When he goes on tour with world-famous drummers, Marijo takes Croatians whenever he can to help him as stage technicians, monitor engineers or drivers. As for the technical team and the workforce, when the pressure is on there are no better than the Croats he says. However, after the “lockdown” and the corona pandemic, the music industry and technical support for congresses stopped, and so did events.
In addition to his touring concert company, Marijo has another one that deals with technical support for exhibitions & events as well as transport and storage services.
“As you can see, corona has arrived and we had to make a turnaround in the company and adjust to save jobs and maintain liquidity. One German company we worked with offered us to be agents for the sale and installation of air and surface disinfection devices, for offices and meeting rooms or any indoor space. In short, the device works on the basis of ultraviolet rays, ozone and ions, so that space (surfaces and air) is disinfected continuously 24 hours a day, in the presence of people. Like everyone, we work to survive in these difficult times. We saved jobs or reduced working hours. We have expanded our business, recently to Great Britain as well,” he says.
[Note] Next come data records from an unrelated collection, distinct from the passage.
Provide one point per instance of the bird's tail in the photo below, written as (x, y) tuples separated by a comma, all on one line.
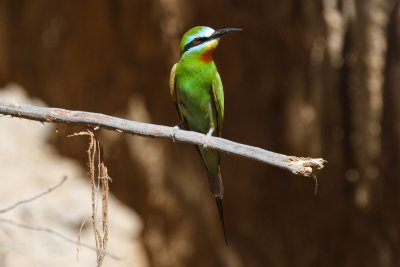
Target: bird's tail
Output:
[(217, 189)]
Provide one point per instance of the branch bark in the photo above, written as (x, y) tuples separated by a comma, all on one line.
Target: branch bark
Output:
[(304, 166)]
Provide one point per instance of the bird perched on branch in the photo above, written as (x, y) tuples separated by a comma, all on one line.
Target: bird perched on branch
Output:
[(196, 89)]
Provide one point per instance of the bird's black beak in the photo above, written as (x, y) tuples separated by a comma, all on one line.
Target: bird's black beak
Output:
[(219, 33)]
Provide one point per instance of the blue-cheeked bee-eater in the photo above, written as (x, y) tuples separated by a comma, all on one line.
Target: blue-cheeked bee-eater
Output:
[(196, 89)]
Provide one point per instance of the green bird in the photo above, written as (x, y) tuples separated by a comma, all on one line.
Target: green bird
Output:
[(196, 89)]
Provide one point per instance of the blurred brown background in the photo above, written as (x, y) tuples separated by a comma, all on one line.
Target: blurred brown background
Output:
[(308, 78)]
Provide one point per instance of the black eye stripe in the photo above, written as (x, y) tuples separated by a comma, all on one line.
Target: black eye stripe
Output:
[(193, 43)]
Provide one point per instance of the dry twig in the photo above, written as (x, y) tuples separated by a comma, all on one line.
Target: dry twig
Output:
[(62, 236), (95, 154)]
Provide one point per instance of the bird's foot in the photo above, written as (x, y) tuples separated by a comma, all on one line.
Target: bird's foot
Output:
[(175, 129), (207, 138)]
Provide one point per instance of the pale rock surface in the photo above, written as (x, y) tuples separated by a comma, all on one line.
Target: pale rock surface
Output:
[(29, 165)]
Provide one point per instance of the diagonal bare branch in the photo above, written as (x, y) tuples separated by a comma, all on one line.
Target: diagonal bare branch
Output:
[(304, 166)]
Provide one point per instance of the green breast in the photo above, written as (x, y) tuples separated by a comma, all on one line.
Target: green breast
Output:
[(194, 92)]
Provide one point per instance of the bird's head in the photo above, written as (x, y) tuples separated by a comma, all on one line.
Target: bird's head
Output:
[(202, 41)]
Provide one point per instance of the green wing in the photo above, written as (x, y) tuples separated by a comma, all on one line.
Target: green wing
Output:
[(218, 94), (172, 90)]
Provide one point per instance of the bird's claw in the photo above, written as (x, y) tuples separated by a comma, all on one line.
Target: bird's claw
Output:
[(174, 130), (207, 138)]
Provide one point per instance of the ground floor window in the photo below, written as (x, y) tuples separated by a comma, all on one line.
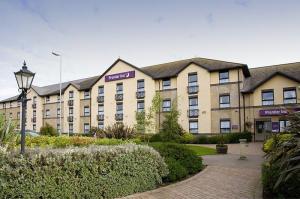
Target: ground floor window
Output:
[(193, 126), (71, 127), (86, 127), (225, 126), (283, 124)]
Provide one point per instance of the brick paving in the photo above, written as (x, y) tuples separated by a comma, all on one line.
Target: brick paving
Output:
[(225, 177)]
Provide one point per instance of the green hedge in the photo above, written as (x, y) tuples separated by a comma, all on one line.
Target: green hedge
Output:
[(65, 141), (180, 159), (94, 172)]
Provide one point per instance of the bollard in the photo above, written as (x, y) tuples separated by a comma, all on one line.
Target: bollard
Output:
[(243, 145)]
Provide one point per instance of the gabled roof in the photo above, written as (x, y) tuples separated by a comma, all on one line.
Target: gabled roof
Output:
[(172, 69), (80, 84), (261, 75)]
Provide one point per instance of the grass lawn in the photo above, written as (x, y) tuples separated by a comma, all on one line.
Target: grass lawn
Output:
[(201, 150)]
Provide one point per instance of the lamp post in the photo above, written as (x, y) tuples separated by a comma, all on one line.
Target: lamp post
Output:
[(24, 79), (60, 68)]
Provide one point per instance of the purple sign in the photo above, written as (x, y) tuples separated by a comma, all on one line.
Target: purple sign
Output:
[(118, 76), (275, 127), (273, 112)]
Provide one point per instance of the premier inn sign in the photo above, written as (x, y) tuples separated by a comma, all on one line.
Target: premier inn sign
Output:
[(119, 76)]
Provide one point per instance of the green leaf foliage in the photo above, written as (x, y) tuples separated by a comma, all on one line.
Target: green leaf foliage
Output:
[(93, 172)]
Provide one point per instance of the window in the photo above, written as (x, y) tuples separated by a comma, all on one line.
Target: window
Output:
[(119, 88), (119, 108), (192, 78), (86, 127), (86, 94), (100, 110), (225, 126), (140, 106), (223, 77), (141, 85), (47, 113), (166, 105), (86, 111), (71, 111), (71, 128), (193, 103), (101, 91), (289, 96), (58, 112), (224, 101), (101, 125), (193, 126), (71, 94), (267, 97), (283, 124), (166, 84)]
Marijo’s grandfather Ivan Veljača (1925-2015) was a well-known political prisoner, who ended up in prison for the first time as an enemy of Yugoslavia and socialism in 1951 and was imprisoned until 1956. In Lepoglava, he secretly supplied Stepinac with sacral books, the New Testament and others. After his release from prison, he ended up in prison again in 1971, then as a political prisoner. He was imprisoned together with Dražen Budiša, Marko Veselica and Vlado Gotovac in Stara Gradiška.
“Grandad Ivan constantly told me about Marko Veselica and Dražen Budiša and their role in creating an independent Croatia,” Marijo concludes.